Before I ask questions, could I have only two clarifications? You mentioned that Canada generates $1 billion in defence sales in the United States every year. Is it $2.8 billion or $1.8 billion? At the last meeting in Ottawa, Canadians expressed displeasure with the progress made to date, as the short-term goal of filling the void created by cf 105 stops has not been fully achieved and is unlikely to be fully achieved. Canadians hoped for great objects that would satisfy national pride and be important enough to prove to the public that production sharing will work. For example, this year, there are four aircraft programs in the United States, such as the F-18 and C-17 programs. These four budgets alone will overshadow the entire Canadian budget, the procurement budget and the overall defence budget, which is why it is very important for us to maintain access to the U.S. market. The Committee thanks Andrei Sulzenko for his significant contribution to the development of this report and Jonathan Fortier, Veronique Nadeau and Mary Boland of PWGSC for their contribution to their design and production. In Sweden, purchases of defence-related products fall under the jurisdiction of the Defence Equipment Agency (VMF) under the responsibility of the Ministry of Defence. Meanwhile, since August 2010, responsibility for aiding export sales in the defence sector has been transferred to a new agency, also under the direction of the Swedish Ministry of Defence, the Defence Exports Authority (FMX).

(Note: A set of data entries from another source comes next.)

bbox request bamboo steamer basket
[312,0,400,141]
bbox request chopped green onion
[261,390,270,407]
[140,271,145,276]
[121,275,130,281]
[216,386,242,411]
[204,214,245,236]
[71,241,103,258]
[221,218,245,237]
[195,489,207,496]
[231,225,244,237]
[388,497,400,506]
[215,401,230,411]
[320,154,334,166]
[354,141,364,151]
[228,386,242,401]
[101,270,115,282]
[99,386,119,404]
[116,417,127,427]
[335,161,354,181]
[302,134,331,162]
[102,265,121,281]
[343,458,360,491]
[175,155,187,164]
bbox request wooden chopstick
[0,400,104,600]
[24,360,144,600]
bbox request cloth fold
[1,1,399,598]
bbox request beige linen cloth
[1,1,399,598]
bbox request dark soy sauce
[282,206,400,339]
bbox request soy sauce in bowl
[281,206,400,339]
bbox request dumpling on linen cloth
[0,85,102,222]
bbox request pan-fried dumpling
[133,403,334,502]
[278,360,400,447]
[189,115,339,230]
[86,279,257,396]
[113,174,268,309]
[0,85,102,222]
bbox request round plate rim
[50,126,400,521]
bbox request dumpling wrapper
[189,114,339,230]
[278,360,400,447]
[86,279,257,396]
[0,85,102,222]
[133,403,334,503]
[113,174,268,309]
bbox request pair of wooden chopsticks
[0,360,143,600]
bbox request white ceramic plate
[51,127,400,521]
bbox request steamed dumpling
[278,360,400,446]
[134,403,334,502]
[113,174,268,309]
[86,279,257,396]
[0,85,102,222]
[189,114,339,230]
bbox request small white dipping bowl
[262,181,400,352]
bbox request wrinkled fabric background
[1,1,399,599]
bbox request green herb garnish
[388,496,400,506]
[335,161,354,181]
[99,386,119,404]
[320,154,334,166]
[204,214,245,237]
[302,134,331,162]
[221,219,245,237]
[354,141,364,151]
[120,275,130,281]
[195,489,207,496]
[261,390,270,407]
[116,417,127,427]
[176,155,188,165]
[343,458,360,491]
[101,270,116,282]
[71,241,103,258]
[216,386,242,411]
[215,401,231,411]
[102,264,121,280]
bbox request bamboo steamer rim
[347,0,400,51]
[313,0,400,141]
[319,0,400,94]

This prioritization of arms exports is largely due to the fact that, for many companies in the Swedish defence sector, export sales account for 85-90% of turnover. The country does not have an explicitly issued defence industrial policy and does not currently have a formalised list of protected industrial capabilities. Canada has long had a policy wherers of large defence contracts must spend dollar spending on valuable contracts – often awarded to foreign firms – in Canada and to support Canadian industry. The government`s Industrial and Regional Benefits (IRB) policy, often referred to as offsets, provides that BRIs can be subcontracted for acquisitions themselves or indirectly through contracts that have nothing to do with outsourcing. The BRI policy was updated in 2010 to further boost premiums to bring Canadian businesses into the value chain. The expected return on investment in a defence acquisition strategy includes good Canadian jobs in the short term. However, the most important in the long term is the number of high-growth companies created. The most important for the selection of IABs should be the acquisition requirements defined in the CFDS.

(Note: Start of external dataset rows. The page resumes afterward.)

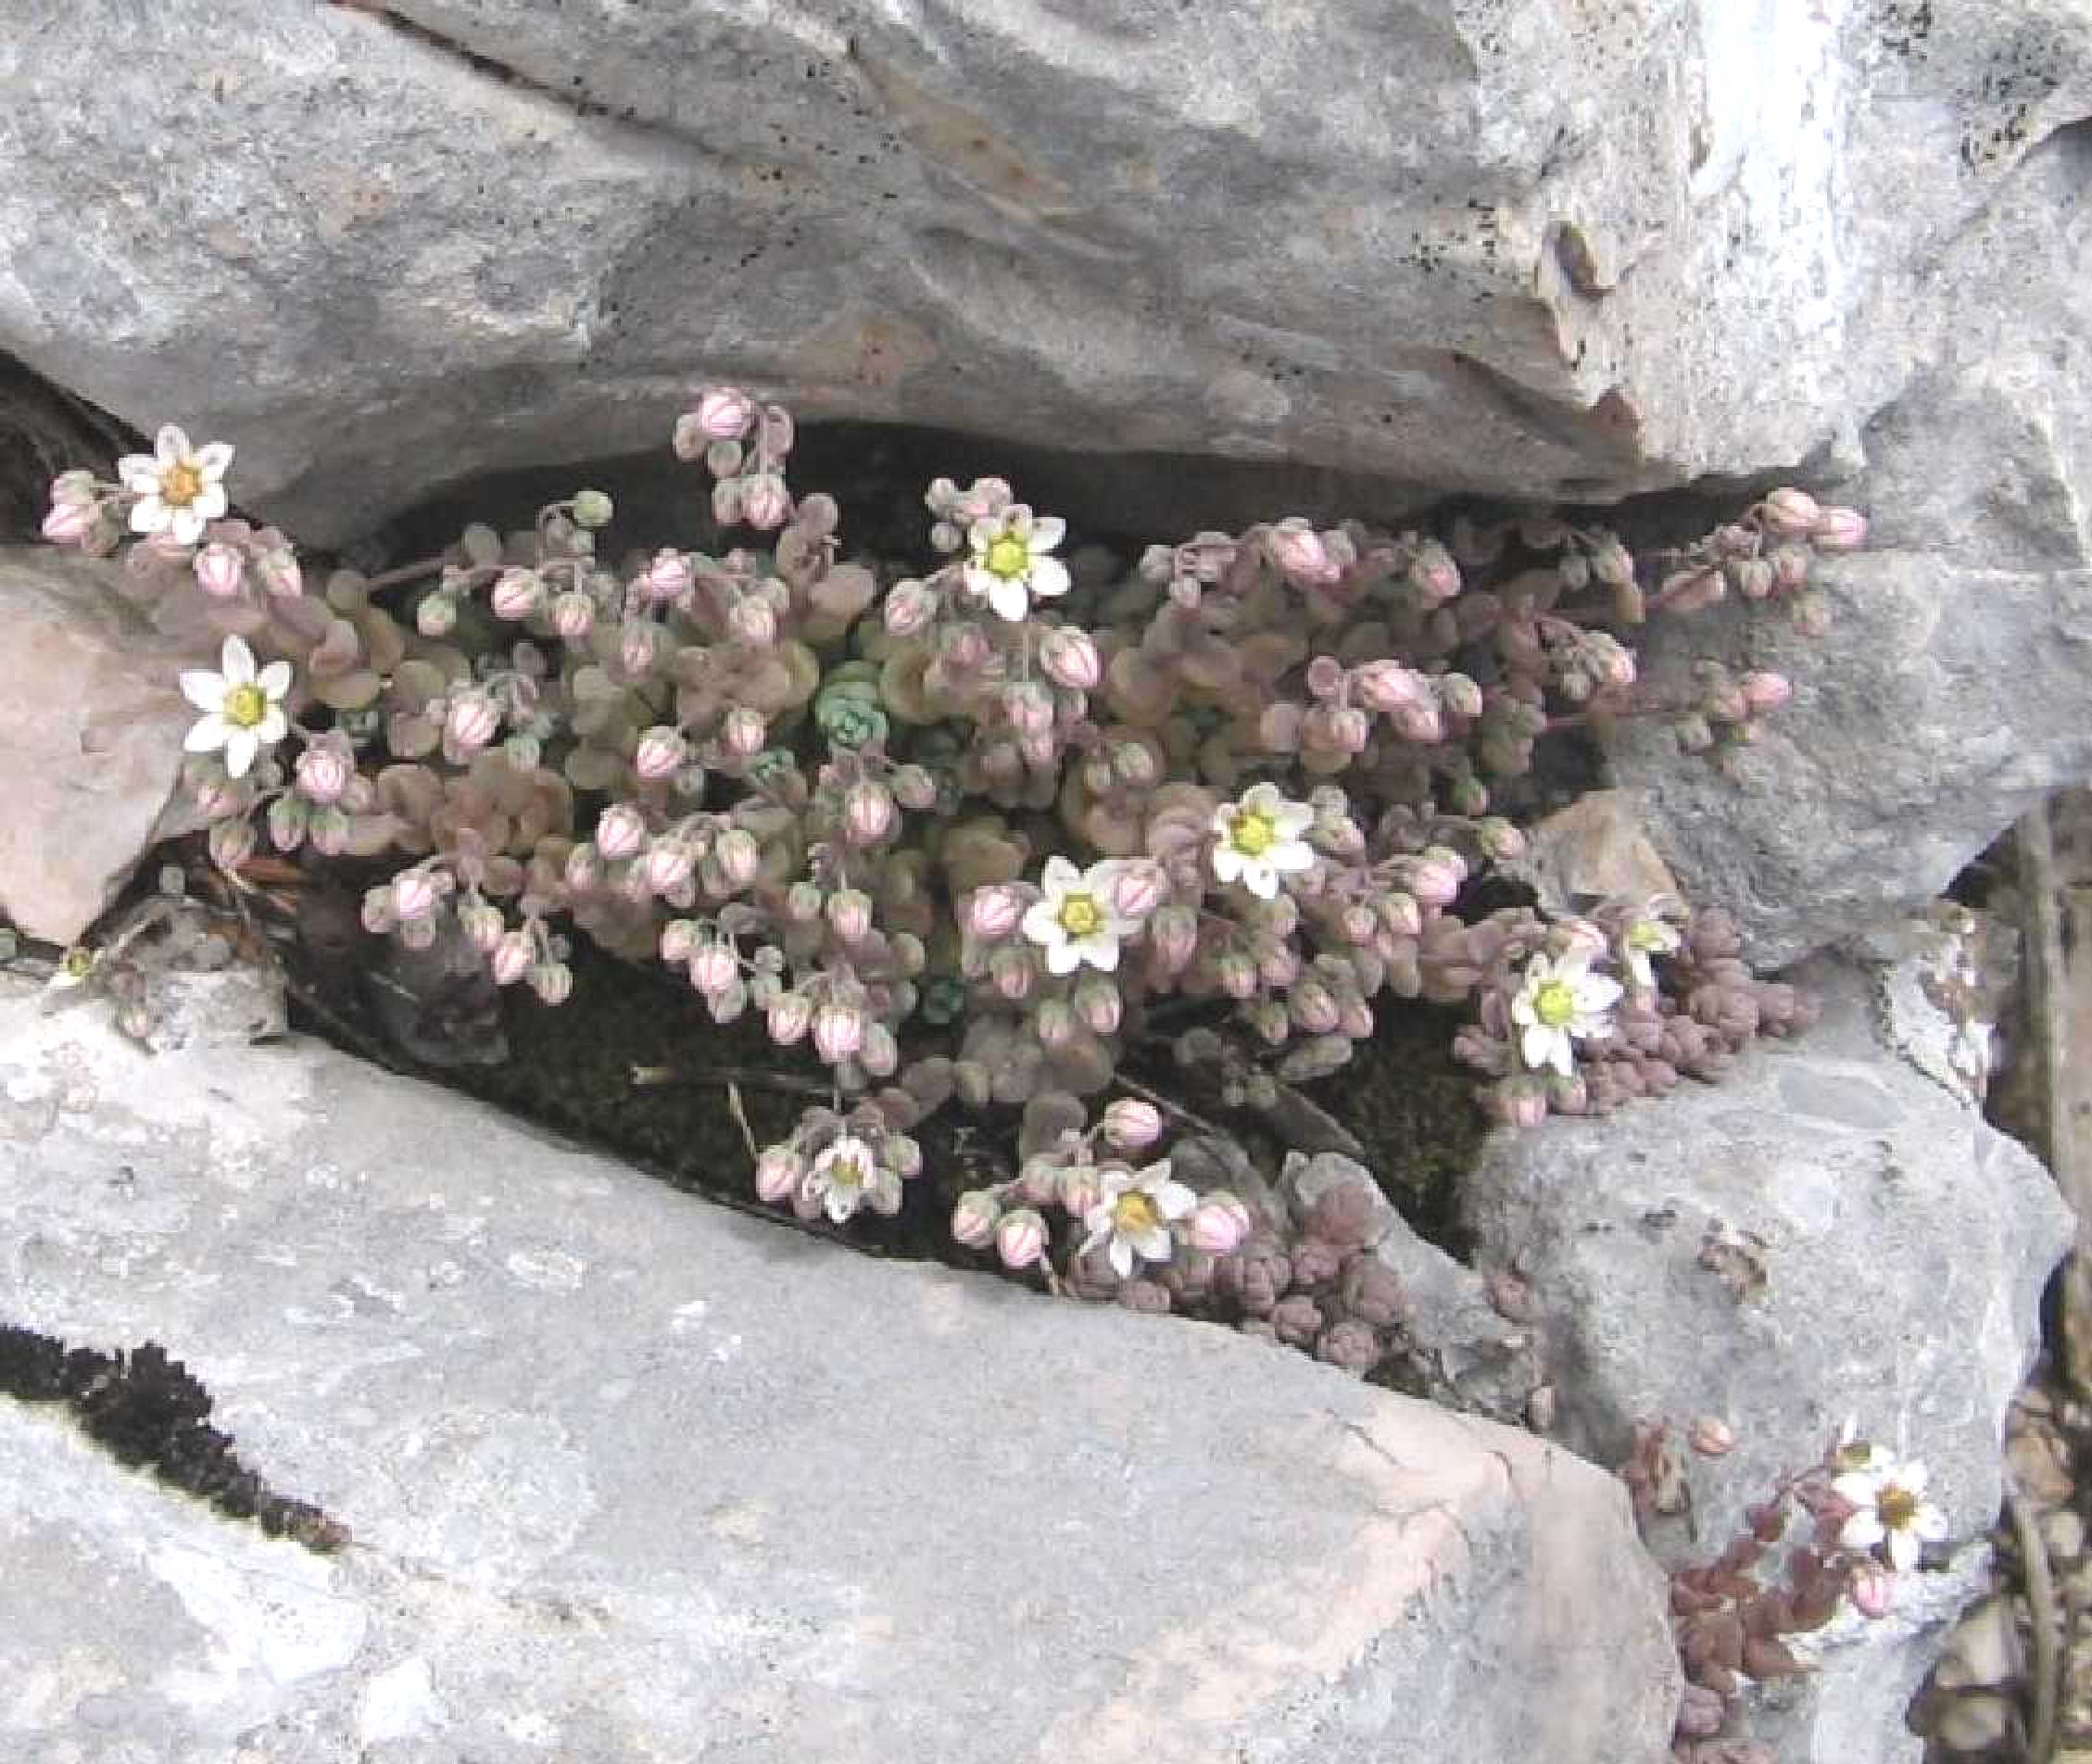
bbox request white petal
[1839,1511,1885,1552]
[1267,839,1316,874]
[129,497,170,535]
[1150,1180,1197,1220]
[1028,515,1066,552]
[169,508,205,547]
[1073,934,1120,973]
[256,659,294,699]
[1027,556,1071,600]
[988,576,1030,622]
[1511,994,1539,1027]
[1273,801,1316,838]
[1913,1504,1950,1543]
[253,706,288,745]
[192,484,229,522]
[117,456,160,495]
[961,562,997,601]
[1832,1470,1884,1506]
[1039,855,1080,896]
[1573,974,1624,1012]
[1020,899,1063,948]
[1241,863,1279,901]
[183,713,232,753]
[223,728,259,779]
[194,441,233,479]
[1130,1226,1173,1265]
[1241,782,1282,813]
[1519,1022,1557,1072]
[179,669,227,712]
[1211,845,1244,885]
[155,424,189,468]
[1884,1528,1919,1572]
[1044,939,1081,976]
[1107,1237,1135,1279]
[1079,1216,1111,1255]
[1897,1462,1930,1496]
[218,635,257,683]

It is highly unlikely that a specific industrial defence capability could be developed in Canada if there is no national supply requirement. Jim Hart: I think the members of the commission know that I support each of these initiatives. I wonder about a person who is not there, a visit to Colorado Springs and NORAD, and if that is still something that is being considered. I think that would be valuable, with the ballistic missile defence program that the United States is asking Canada to participate in. The strategy also gives the Ministry of Defence an important role in leading the way in new specific technologies. In doing so, it recognizes the need to participate from the outset in multinational development and production programs, as is the case with participation in the Joint Strike Fighter program. Sweden has traditionally had a strong industrial base for domestic defence.